Going dark or swimming in data?
In recent years, the FBI and various police agencies have raised concerns about end-to-end encryption from Google or Facebook cutting off valuable data sources. But Tuma said that Silicon Valley’s heavyweights aren’t likely to start hiding information from police because it would mean doing the same to advertisers. “I always call B.S. on it for this reason right here: Google’s ad revenue in 2020 was $182 billion,” Tuma said.
Granick of the ACLU said that such claims showed that the FBI, contrary to what the bureau claimed, wasn’t losing sight of suspects because of encrypted apps like WhatsApp. “The fact that backups and other data are not encrypted creates a treasure trove for police,” Granick said. “Far from going dark, they are swimming in data.” It’s noteworthy that Signal, an encrypted communications app that’s become hugely popular in recent years, does not have a feature that allows users to back up their data to the cloud.
Indeed, the amount of data being sent by the likes of Google and Facebook to police can be astonishing. Forbes recently reviewed a search warrant in which the police were sent 27,000 pages of information on a Facebook account of a man accused of giving illegal tours of the Grand Canyon.
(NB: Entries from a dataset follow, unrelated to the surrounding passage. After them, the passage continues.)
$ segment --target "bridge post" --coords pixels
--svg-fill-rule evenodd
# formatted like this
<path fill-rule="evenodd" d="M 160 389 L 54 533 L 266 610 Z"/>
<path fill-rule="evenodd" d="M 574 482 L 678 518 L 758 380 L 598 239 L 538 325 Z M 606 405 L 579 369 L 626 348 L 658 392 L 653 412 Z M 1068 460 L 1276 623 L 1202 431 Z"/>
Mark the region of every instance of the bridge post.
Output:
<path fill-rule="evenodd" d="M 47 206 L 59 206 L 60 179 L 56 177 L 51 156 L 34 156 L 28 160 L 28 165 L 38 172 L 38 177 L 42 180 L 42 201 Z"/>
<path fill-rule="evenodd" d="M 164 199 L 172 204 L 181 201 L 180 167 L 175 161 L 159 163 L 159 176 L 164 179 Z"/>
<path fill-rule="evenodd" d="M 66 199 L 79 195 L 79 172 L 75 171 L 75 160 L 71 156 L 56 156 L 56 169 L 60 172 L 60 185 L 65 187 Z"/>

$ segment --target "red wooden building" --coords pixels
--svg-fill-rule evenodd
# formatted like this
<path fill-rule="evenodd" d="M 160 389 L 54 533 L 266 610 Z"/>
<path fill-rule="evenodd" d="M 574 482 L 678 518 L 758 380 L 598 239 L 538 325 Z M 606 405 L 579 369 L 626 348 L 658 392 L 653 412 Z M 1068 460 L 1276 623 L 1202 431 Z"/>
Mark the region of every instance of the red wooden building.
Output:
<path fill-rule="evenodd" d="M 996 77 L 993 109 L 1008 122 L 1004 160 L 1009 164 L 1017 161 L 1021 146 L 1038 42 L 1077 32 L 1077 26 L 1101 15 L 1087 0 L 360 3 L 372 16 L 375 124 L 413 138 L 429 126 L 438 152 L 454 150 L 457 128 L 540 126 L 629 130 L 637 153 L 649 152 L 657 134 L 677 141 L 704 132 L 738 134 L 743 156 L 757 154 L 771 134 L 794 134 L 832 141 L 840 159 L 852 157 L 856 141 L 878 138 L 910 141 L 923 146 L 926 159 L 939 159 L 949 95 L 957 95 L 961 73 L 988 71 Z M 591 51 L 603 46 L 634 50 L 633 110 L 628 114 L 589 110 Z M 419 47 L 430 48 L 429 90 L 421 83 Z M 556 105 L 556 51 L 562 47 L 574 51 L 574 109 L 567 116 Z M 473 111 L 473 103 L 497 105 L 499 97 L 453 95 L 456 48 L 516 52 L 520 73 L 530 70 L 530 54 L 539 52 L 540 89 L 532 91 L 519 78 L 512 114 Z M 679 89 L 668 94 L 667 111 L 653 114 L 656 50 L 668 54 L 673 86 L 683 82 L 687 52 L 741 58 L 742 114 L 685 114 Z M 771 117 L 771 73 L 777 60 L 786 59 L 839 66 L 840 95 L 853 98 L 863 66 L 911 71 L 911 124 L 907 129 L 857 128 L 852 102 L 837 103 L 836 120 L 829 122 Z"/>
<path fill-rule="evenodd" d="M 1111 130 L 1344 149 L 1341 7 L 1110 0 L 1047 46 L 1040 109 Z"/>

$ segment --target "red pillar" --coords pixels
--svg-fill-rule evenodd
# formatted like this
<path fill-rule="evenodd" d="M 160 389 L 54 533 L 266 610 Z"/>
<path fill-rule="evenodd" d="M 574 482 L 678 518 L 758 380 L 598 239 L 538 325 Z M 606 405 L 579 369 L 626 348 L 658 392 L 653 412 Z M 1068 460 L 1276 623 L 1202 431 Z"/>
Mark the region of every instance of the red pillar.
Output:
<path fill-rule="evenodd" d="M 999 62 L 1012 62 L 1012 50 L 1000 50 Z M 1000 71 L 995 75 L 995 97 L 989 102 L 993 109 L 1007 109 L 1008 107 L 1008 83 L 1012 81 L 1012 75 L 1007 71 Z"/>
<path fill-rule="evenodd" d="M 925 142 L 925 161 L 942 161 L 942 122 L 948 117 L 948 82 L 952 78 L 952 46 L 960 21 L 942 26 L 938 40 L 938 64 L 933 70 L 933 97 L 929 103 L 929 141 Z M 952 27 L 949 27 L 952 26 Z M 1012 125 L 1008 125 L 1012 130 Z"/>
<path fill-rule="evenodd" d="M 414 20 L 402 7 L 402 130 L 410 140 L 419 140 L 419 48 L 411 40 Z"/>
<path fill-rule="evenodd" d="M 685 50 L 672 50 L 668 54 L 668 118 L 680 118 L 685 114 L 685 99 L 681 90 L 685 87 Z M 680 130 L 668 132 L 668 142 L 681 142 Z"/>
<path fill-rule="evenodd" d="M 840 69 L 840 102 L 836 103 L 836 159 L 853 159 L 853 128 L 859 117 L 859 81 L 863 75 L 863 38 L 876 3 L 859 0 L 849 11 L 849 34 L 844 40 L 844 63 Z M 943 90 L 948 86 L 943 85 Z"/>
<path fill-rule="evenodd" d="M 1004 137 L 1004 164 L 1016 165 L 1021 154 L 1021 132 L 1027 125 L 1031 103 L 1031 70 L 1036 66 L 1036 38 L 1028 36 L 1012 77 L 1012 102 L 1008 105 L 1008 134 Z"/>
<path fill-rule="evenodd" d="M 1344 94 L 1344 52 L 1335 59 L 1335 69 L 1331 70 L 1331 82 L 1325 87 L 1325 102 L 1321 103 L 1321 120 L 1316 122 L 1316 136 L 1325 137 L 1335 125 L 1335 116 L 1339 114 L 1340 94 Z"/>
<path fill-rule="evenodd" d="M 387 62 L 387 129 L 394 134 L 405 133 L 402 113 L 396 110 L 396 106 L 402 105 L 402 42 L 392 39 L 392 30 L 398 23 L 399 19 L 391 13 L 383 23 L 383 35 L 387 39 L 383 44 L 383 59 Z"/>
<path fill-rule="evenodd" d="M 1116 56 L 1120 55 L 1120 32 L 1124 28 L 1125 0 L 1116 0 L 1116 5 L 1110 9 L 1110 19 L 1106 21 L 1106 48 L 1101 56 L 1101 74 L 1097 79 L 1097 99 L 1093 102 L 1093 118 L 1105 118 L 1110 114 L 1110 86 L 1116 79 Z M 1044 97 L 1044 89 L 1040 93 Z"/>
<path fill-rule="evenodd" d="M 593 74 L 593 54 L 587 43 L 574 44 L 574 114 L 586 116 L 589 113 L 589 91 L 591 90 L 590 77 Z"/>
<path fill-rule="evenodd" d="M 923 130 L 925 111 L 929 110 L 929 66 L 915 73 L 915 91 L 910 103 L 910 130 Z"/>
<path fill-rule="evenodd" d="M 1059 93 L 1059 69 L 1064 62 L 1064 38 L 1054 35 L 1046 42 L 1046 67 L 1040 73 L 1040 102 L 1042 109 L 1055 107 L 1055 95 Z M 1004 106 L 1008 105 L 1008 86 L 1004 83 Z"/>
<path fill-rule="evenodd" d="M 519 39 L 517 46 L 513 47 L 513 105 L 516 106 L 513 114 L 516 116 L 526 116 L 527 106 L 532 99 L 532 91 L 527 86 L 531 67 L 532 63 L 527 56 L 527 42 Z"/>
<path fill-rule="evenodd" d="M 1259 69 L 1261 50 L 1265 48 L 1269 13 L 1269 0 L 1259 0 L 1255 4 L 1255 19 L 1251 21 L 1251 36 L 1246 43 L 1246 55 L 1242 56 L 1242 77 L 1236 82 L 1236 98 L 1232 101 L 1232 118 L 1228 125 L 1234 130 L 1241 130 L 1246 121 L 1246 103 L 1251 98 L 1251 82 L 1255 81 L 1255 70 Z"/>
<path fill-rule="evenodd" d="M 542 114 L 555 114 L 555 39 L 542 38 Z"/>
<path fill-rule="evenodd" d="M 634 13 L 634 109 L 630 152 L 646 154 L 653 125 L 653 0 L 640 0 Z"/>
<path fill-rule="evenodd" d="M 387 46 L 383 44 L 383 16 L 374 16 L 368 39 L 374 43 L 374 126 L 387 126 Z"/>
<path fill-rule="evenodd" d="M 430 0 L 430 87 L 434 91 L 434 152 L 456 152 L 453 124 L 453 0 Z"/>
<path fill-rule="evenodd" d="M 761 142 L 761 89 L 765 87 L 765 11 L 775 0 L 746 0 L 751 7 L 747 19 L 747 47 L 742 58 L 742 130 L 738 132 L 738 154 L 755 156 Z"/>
Tuma said he’d seen even bigger returns, the largest being around 340,000.
Though its headcount is small – less than 100 employees, according to LinkedIn – PenLink’s ability to tap a wide range of telecoms and internet businesses at scale has made the company very attractive to police over the last two decades. Over the last month alone, the DEA ordered nearly $2 million in licenses and the FBI $750,000.
Through a Freedom of Information Act request, Forbes obtained information on a $16.5 million PenLink contract with ICE that was signed in 2017 and continued to 2021. It details a need for the company’s suite of telecommunications analysis and intercept software applications, including what it called its PLX tool. The contract requires PenLink, at a minimum, to help wiretap a large number of providers, including AT&T, Iridium Satellite, Sprint, Verizon, T-Mobile, Cricket, Cablevision, Comcast, Time Warner, Cox, Skype, Vonage, Virgin Mobile and what the government calls “social media and advertising websites” such as Facebook and WhatsApp.
PenLink’s work wouldn’t be possible without the compliance of tech providers, who, according to Granick, “are storing too much data for too long, and then turning too much over to investigators. Social media companies are able to filter by date, type of data, and even sender and recipient. Terabytes of data are almost never going to be responsive to probable cause, which is what the Fourth Amendment requires.”